Hadoop is built on intricate concepts such as MapReduce, YARN, Spark and Hadoop Distributed File Systems (HDFS), and the constant change and announcements of subsystem-level technology further convolute the picture. Plenty of products and tools reduce the complexity and shield users entirely from this. There are open-source application frameworks and commercial products that significantly improve productivity and accessibility when working with Hadoop, up to the point where companies can use internal resources to execute on their big data strategy: enterprise Java developers, data warehouse developers and data analysts can quickly and easily leverage Hadoop.

Myth 2: Buying a Big Data Solution Means I’m Using Big Data

You’ve just convinced your organization to adopt a big data strategy, and you’ve purchased a solution. What’s next? Enterprises often get stuck at a point where they have the hardware and Hadoop software in place but don’t have the skill set to take advantage of it. Using big data means that you are using your data, executing a data strategy and helping your business with cost savings, revenue opportunities or additional insights. The key is lowering the bar for your organization to execute and deliver data products as quickly as possible. Delivering and running these production applications reliably and on time is the next set of challenges. When you achieve this level, you will know because your users will want more.

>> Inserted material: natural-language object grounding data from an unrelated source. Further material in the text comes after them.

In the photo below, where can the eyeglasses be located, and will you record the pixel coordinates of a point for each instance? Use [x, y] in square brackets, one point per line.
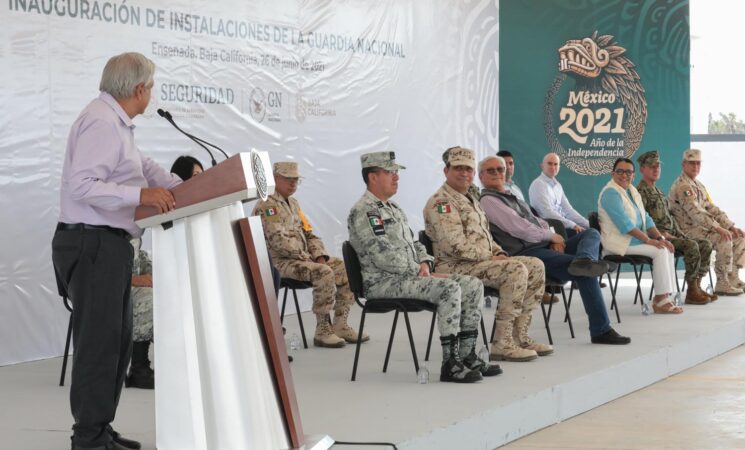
[495, 170]
[291, 180]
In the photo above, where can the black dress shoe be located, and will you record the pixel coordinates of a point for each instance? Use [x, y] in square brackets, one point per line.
[124, 442]
[610, 337]
[586, 267]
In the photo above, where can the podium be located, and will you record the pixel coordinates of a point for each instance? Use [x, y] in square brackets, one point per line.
[222, 378]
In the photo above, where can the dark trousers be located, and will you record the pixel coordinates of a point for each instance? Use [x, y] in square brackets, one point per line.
[584, 244]
[95, 268]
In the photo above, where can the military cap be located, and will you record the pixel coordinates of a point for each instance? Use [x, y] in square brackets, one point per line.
[287, 169]
[462, 157]
[649, 158]
[384, 160]
[692, 154]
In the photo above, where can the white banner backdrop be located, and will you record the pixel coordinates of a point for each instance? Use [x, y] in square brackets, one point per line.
[319, 82]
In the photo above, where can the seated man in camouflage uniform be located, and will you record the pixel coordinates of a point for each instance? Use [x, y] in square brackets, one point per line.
[299, 254]
[696, 252]
[459, 230]
[699, 218]
[396, 266]
[140, 374]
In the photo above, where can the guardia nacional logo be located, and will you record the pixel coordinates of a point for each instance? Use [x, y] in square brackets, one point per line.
[595, 110]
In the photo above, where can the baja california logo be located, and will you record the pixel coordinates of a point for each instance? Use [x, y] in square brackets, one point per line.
[604, 114]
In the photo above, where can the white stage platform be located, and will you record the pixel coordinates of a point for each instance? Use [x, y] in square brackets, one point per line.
[392, 407]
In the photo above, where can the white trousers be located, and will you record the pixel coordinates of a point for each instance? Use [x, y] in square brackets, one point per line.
[663, 266]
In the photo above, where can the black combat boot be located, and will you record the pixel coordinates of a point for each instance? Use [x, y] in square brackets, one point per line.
[452, 368]
[467, 350]
[140, 374]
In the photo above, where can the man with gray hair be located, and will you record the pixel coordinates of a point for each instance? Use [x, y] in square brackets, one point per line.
[104, 178]
[548, 198]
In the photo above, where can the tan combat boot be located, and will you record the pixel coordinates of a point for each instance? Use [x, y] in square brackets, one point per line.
[521, 338]
[503, 348]
[713, 297]
[325, 336]
[342, 328]
[694, 294]
[723, 287]
[735, 280]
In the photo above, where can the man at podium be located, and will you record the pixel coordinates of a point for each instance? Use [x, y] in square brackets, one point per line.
[300, 255]
[104, 178]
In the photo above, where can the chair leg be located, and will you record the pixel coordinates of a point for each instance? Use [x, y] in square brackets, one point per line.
[431, 332]
[359, 342]
[613, 290]
[411, 342]
[284, 303]
[546, 316]
[300, 318]
[390, 341]
[67, 350]
[483, 331]
[566, 308]
[493, 329]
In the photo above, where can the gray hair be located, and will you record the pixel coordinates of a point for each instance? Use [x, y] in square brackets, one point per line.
[489, 158]
[124, 72]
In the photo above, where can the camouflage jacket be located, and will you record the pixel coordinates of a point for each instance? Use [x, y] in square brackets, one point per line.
[142, 264]
[692, 208]
[380, 233]
[287, 233]
[658, 208]
[458, 227]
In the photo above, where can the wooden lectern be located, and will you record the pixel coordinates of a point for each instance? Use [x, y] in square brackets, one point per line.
[222, 378]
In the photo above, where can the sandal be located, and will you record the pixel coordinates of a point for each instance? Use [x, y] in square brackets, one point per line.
[666, 306]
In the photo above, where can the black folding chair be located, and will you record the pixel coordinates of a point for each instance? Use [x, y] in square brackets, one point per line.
[379, 306]
[287, 284]
[637, 263]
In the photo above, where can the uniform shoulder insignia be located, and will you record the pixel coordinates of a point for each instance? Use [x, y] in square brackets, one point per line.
[443, 208]
[376, 223]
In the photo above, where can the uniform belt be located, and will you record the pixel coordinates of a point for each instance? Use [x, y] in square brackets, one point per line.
[84, 226]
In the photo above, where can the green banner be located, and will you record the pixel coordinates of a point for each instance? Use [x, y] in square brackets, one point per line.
[593, 81]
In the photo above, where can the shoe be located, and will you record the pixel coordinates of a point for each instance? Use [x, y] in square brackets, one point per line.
[586, 267]
[452, 369]
[695, 296]
[140, 375]
[342, 328]
[124, 442]
[610, 337]
[473, 362]
[504, 348]
[324, 336]
[549, 298]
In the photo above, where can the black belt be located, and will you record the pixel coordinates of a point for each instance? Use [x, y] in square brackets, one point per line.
[84, 226]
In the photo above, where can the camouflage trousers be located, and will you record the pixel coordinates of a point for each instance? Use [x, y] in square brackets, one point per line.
[458, 298]
[519, 279]
[696, 256]
[329, 280]
[730, 255]
[142, 314]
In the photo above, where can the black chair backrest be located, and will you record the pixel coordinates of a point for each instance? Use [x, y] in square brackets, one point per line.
[354, 269]
[594, 220]
[426, 242]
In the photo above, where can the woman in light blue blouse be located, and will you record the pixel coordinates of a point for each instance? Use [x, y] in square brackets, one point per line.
[627, 229]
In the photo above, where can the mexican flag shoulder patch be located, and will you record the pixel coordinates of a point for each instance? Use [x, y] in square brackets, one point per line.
[444, 208]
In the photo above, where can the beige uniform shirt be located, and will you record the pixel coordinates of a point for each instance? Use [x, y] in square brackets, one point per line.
[692, 208]
[286, 234]
[458, 227]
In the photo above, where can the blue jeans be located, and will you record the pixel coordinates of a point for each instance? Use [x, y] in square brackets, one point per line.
[584, 244]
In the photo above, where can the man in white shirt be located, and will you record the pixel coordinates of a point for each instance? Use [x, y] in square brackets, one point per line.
[547, 197]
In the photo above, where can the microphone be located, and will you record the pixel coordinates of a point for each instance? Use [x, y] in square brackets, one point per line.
[166, 115]
[170, 118]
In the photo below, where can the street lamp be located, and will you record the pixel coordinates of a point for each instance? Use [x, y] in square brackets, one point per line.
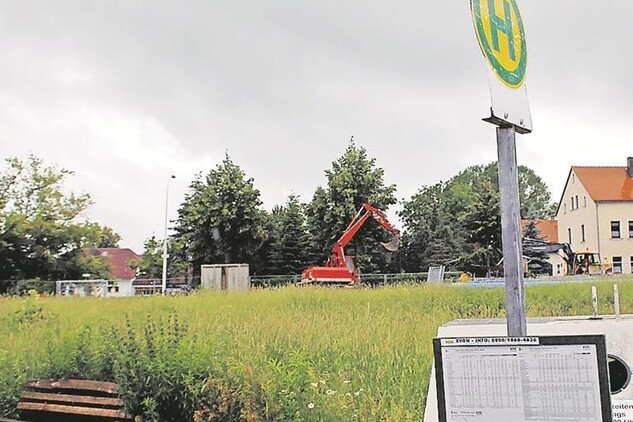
[164, 286]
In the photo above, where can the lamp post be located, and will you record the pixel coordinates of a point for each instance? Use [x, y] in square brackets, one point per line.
[164, 285]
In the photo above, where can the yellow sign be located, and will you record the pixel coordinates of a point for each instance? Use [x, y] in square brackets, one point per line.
[501, 36]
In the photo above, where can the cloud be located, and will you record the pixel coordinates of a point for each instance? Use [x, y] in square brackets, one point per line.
[128, 92]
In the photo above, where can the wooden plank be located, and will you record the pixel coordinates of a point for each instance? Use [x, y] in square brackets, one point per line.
[70, 399]
[87, 385]
[74, 410]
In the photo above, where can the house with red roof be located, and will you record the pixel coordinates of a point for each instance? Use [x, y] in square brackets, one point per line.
[595, 213]
[119, 260]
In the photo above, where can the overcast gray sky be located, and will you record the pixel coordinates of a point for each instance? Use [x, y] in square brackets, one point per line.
[127, 92]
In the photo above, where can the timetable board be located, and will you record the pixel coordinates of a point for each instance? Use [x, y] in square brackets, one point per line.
[531, 379]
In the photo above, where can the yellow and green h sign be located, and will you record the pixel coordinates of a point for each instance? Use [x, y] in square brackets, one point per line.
[501, 36]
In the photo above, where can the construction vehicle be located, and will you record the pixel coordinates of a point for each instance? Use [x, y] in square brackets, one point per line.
[340, 268]
[584, 262]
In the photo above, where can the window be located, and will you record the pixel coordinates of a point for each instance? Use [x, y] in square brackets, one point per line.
[615, 230]
[617, 265]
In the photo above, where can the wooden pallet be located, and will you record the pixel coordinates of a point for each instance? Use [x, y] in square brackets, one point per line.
[97, 400]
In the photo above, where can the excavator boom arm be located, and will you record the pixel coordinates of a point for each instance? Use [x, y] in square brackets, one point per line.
[338, 250]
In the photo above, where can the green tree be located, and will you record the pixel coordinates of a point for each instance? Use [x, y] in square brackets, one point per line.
[537, 259]
[457, 223]
[220, 220]
[42, 234]
[290, 244]
[353, 180]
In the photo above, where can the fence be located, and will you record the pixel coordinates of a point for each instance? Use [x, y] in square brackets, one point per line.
[153, 286]
[373, 280]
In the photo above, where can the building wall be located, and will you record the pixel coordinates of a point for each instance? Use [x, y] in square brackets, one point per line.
[559, 266]
[616, 247]
[578, 210]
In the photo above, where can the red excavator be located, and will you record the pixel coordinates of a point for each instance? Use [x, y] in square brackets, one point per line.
[339, 268]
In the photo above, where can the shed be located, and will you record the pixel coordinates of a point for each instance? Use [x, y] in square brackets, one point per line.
[227, 277]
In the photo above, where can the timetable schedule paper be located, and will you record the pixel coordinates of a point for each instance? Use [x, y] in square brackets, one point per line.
[520, 381]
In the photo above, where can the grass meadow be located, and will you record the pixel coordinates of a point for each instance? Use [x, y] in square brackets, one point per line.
[288, 354]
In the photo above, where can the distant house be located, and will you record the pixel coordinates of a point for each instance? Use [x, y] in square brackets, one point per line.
[118, 259]
[595, 213]
[548, 229]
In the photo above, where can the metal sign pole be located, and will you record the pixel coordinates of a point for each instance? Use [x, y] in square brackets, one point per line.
[511, 231]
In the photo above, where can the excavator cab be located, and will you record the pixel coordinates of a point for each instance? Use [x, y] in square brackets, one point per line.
[587, 263]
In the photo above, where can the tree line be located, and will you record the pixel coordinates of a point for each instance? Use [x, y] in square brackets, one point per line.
[221, 220]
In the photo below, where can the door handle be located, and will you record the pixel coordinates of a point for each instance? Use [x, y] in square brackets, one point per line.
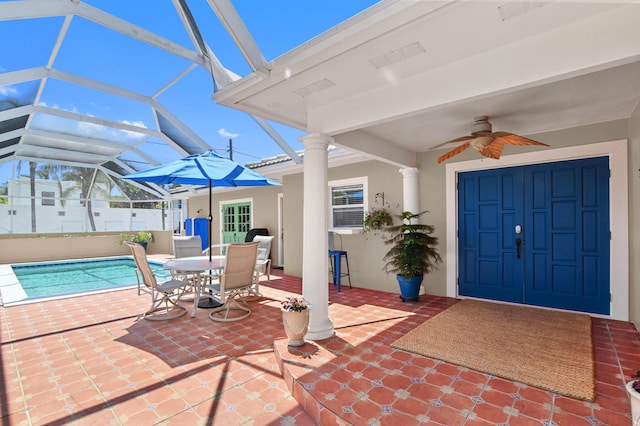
[519, 242]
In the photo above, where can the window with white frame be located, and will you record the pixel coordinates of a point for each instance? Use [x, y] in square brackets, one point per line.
[48, 198]
[347, 203]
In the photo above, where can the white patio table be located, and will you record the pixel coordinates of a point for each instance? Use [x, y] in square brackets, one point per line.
[197, 265]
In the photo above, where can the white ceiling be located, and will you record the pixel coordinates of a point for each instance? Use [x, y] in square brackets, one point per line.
[531, 67]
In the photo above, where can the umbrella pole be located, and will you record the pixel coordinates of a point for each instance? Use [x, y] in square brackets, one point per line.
[209, 303]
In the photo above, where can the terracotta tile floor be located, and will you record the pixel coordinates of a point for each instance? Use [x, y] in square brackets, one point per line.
[90, 361]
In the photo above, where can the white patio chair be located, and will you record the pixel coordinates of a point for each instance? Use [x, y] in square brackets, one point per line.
[164, 295]
[236, 280]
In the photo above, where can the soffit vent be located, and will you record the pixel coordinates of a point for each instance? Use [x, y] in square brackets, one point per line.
[314, 87]
[397, 55]
[519, 7]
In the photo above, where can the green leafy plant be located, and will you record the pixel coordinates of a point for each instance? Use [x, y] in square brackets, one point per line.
[413, 247]
[295, 304]
[377, 219]
[137, 237]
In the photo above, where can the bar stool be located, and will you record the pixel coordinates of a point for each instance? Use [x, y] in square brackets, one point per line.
[335, 256]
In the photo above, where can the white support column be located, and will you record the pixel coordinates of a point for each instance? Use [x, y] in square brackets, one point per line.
[410, 189]
[315, 246]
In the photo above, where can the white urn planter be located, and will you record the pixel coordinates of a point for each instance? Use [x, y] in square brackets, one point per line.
[634, 397]
[296, 324]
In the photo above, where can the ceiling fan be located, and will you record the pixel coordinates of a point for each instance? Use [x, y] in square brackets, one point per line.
[486, 142]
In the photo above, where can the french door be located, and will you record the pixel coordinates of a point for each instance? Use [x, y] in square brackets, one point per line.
[236, 222]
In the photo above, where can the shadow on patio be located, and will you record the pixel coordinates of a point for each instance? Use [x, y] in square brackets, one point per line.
[90, 360]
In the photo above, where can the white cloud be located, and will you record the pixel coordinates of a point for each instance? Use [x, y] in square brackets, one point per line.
[226, 134]
[8, 91]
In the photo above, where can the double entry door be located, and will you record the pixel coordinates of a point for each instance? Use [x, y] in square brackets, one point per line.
[537, 235]
[236, 222]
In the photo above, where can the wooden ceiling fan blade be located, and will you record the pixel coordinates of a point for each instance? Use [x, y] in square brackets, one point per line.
[513, 139]
[455, 151]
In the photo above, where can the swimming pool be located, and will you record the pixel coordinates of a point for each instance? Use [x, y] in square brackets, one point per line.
[28, 282]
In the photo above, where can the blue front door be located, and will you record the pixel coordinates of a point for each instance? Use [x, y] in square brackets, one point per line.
[537, 235]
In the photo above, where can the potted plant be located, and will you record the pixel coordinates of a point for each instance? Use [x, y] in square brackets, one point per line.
[376, 219]
[633, 389]
[140, 237]
[295, 318]
[412, 254]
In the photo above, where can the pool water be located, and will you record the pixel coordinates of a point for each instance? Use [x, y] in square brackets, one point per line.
[79, 276]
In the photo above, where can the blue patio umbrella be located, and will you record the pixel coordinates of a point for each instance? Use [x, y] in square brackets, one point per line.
[206, 169]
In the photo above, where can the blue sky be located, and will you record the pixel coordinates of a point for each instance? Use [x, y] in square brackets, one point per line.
[100, 54]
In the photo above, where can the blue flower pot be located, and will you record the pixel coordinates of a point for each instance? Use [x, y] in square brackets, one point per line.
[409, 287]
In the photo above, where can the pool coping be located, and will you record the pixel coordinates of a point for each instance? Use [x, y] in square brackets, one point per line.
[12, 293]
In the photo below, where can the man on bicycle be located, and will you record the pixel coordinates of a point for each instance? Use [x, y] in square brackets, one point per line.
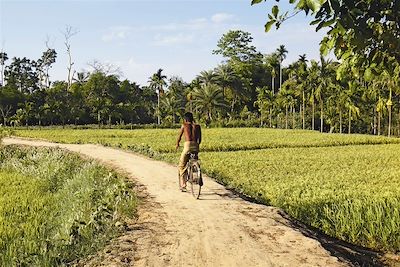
[192, 133]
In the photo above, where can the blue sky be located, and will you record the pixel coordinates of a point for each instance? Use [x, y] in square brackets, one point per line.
[141, 36]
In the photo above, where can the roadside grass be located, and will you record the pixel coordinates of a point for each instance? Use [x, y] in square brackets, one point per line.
[56, 207]
[346, 185]
[351, 193]
[215, 139]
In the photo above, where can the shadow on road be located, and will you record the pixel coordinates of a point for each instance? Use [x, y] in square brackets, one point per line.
[355, 255]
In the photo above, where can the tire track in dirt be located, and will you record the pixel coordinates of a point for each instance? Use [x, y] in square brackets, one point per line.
[174, 229]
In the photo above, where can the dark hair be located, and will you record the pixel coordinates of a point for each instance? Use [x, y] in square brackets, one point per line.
[188, 117]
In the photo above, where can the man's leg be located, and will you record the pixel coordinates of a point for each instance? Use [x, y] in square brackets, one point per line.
[182, 168]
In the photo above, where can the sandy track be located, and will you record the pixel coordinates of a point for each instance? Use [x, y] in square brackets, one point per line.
[174, 229]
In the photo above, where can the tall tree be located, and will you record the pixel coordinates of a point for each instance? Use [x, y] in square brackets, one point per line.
[157, 83]
[68, 33]
[208, 99]
[281, 52]
[3, 59]
[236, 45]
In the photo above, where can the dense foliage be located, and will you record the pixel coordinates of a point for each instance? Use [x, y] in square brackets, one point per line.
[215, 139]
[341, 184]
[246, 89]
[56, 207]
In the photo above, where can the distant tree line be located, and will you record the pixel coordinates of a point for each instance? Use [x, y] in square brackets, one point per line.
[247, 89]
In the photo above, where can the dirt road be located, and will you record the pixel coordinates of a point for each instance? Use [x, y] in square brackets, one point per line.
[174, 229]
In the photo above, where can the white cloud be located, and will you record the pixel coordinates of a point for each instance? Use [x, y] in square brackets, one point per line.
[116, 33]
[180, 38]
[222, 17]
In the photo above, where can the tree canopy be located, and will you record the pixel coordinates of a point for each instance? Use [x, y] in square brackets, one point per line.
[367, 32]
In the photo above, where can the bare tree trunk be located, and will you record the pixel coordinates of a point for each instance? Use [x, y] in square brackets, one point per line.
[270, 118]
[2, 74]
[294, 118]
[280, 76]
[398, 122]
[374, 122]
[286, 117]
[68, 33]
[322, 116]
[313, 115]
[349, 121]
[273, 85]
[379, 123]
[304, 110]
[390, 120]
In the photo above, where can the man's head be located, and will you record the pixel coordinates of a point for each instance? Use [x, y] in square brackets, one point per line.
[188, 117]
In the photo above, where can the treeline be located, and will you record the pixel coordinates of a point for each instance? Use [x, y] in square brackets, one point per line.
[247, 89]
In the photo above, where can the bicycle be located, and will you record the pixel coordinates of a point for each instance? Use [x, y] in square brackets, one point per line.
[193, 174]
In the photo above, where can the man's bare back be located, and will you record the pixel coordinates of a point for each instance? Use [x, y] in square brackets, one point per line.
[191, 131]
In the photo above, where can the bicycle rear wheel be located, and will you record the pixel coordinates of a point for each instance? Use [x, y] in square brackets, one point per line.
[195, 179]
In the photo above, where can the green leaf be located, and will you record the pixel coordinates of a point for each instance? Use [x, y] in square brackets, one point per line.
[268, 25]
[315, 22]
[254, 2]
[314, 5]
[275, 10]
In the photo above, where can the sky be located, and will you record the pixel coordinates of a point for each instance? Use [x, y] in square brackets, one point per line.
[141, 36]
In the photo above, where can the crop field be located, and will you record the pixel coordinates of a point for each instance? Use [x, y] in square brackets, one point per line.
[56, 207]
[346, 185]
[351, 192]
[215, 139]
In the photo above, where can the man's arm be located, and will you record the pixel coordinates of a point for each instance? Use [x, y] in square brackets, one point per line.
[179, 137]
[199, 139]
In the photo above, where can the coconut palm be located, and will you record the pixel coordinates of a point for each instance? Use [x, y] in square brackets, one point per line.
[3, 59]
[272, 63]
[207, 77]
[208, 99]
[224, 77]
[281, 51]
[157, 83]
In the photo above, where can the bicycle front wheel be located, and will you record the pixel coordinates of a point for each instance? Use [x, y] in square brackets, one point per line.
[195, 180]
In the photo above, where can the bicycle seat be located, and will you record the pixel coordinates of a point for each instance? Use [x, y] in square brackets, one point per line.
[193, 155]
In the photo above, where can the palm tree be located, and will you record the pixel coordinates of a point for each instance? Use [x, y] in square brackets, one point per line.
[272, 62]
[207, 77]
[224, 77]
[208, 99]
[265, 103]
[157, 82]
[281, 51]
[172, 107]
[81, 77]
[3, 59]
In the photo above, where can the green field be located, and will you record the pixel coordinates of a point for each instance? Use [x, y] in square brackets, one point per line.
[346, 185]
[56, 207]
[215, 139]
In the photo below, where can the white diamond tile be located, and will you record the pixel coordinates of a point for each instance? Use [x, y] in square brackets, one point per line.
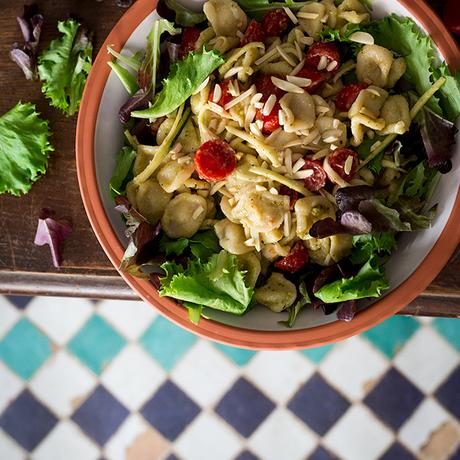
[207, 438]
[427, 359]
[130, 318]
[62, 383]
[133, 376]
[428, 418]
[59, 317]
[9, 449]
[281, 435]
[10, 386]
[279, 374]
[9, 315]
[354, 367]
[204, 374]
[358, 435]
[67, 442]
[135, 439]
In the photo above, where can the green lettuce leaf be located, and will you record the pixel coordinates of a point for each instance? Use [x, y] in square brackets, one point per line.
[65, 65]
[202, 245]
[123, 168]
[184, 16]
[405, 38]
[370, 281]
[217, 283]
[366, 246]
[185, 77]
[24, 148]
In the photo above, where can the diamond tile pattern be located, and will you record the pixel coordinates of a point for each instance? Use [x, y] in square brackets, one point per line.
[394, 399]
[244, 407]
[114, 380]
[100, 415]
[318, 405]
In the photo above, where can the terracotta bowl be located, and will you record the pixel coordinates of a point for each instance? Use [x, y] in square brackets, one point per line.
[420, 257]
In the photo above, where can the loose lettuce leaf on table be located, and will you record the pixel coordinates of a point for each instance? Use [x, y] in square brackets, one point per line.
[185, 77]
[217, 283]
[370, 281]
[65, 65]
[24, 148]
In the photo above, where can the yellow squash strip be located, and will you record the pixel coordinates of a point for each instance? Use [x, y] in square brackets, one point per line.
[277, 177]
[163, 149]
[413, 113]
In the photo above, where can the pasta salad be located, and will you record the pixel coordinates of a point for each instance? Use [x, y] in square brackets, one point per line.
[274, 152]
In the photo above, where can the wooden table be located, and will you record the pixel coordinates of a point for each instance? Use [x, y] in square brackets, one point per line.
[26, 269]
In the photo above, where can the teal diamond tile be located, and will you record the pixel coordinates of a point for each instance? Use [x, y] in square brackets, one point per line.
[166, 342]
[237, 355]
[449, 328]
[96, 344]
[317, 354]
[391, 335]
[24, 349]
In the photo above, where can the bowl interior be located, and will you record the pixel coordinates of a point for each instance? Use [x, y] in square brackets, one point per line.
[413, 247]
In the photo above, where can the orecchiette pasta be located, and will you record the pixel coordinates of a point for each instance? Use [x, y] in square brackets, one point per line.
[373, 65]
[277, 294]
[184, 215]
[299, 110]
[231, 237]
[174, 173]
[328, 251]
[395, 112]
[310, 209]
[225, 16]
[151, 200]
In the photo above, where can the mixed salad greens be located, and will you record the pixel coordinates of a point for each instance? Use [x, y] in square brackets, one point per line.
[275, 150]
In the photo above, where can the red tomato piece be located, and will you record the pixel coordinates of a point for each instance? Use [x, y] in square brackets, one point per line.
[215, 160]
[271, 121]
[317, 78]
[452, 16]
[320, 49]
[339, 162]
[254, 33]
[189, 39]
[265, 86]
[295, 260]
[292, 194]
[348, 95]
[225, 97]
[318, 179]
[275, 23]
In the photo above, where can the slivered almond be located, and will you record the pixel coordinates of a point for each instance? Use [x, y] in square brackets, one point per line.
[286, 86]
[348, 165]
[268, 106]
[300, 81]
[291, 15]
[306, 15]
[362, 37]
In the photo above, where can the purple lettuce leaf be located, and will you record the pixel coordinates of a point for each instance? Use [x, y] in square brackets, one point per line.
[53, 233]
[438, 136]
[25, 57]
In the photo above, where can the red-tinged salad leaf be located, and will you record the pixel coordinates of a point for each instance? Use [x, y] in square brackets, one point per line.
[370, 281]
[367, 246]
[24, 148]
[438, 136]
[25, 56]
[303, 299]
[65, 65]
[52, 232]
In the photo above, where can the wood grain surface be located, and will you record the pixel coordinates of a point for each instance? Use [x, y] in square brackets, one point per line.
[26, 269]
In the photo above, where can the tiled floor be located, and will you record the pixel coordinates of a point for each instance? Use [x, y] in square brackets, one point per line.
[85, 380]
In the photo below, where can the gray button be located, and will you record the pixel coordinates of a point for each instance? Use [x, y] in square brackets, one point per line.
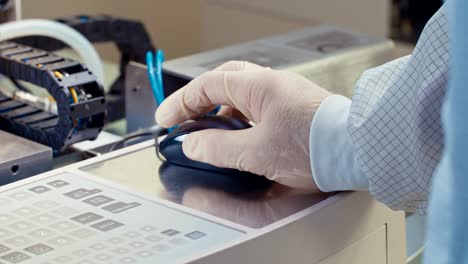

Myth 3: Big Data Is a Fad That Will Go Away in a Few Years

Ninety percent of the world’s data was created in the last three years. Sticking your head in sand and hoping that it will go away is a career-ending move. We may drop the “big” in big data in a few years, but whether you like it or not, your company will be in the business of data.

Myth 4: Businesses Need One Data Scientist for All Big Data Needs

For too long, businesses have been upholding the myth of the data science hero—the virtuoso who slays dragons and emerges with a treasure of an amazing app based on insights from big data. The truth is they can’t afford to rely on a single data scientist or developer because employees can leave an organization at any time. By building a “big data app factory” of processes and teams, companies can ensure that great work can be done over and over again—regardless of personnel changes.

Myth 5: Traditional Enterprise Data Warehouses Will Go Away

It’s unlikely that the technology of the past will completely go away. Enterprises will continue to rely on traditional enterprise data warehouses (EDWs). However, with the rapid evolution of Hadoop and accompanying products and technologies, the role of the EDW in the enterprise will significantly diminish. The flow of data will change, and it’s likely that Hadoop will be its first stop.

Myth 6: Apache Spark Is the Future of Hadoop

As usual, the new, sexy young object is always the most alluring. Apache Spark is currently one of those: It is a fast and general engine for large-scale, clustered data processing. However, rest assured, another will come along and take its place as the hottest thing on the market. What people often forget is that old reliable is old and reliable for a reason, as it usually has the breadth and depth needed to move your big data project forward. Resist the urge to move to the latest; if it ain’t broke, don’t fix it. Stick with what you know.

Myth 7: Big Data Is Only for the Largest of Enterprises

The “big” in big data is misleading. Everyone—including organizations large and small—is in the business of data. Sure, large enterprises collect massive amounts of data, but the abundance of data that small enterprises can collect and leverage for competitive advantage also can be immense. Just because your data may be small in volume does not mean you shouldn’t have a data strategy in place.

Myth 8: Big Data Is for Hadoop Experts

Enterprises today are rapidly adopting Hadoop to process, manage and make sense of growing volumes of data, and enterprises are now leveraging existing internal resources to drive their data strategies forward. There are now mature, reliable tools readily available for all software engineers to use to unlock the full potential of big data and Hadoop. As a result, no Hadoop expertise is required.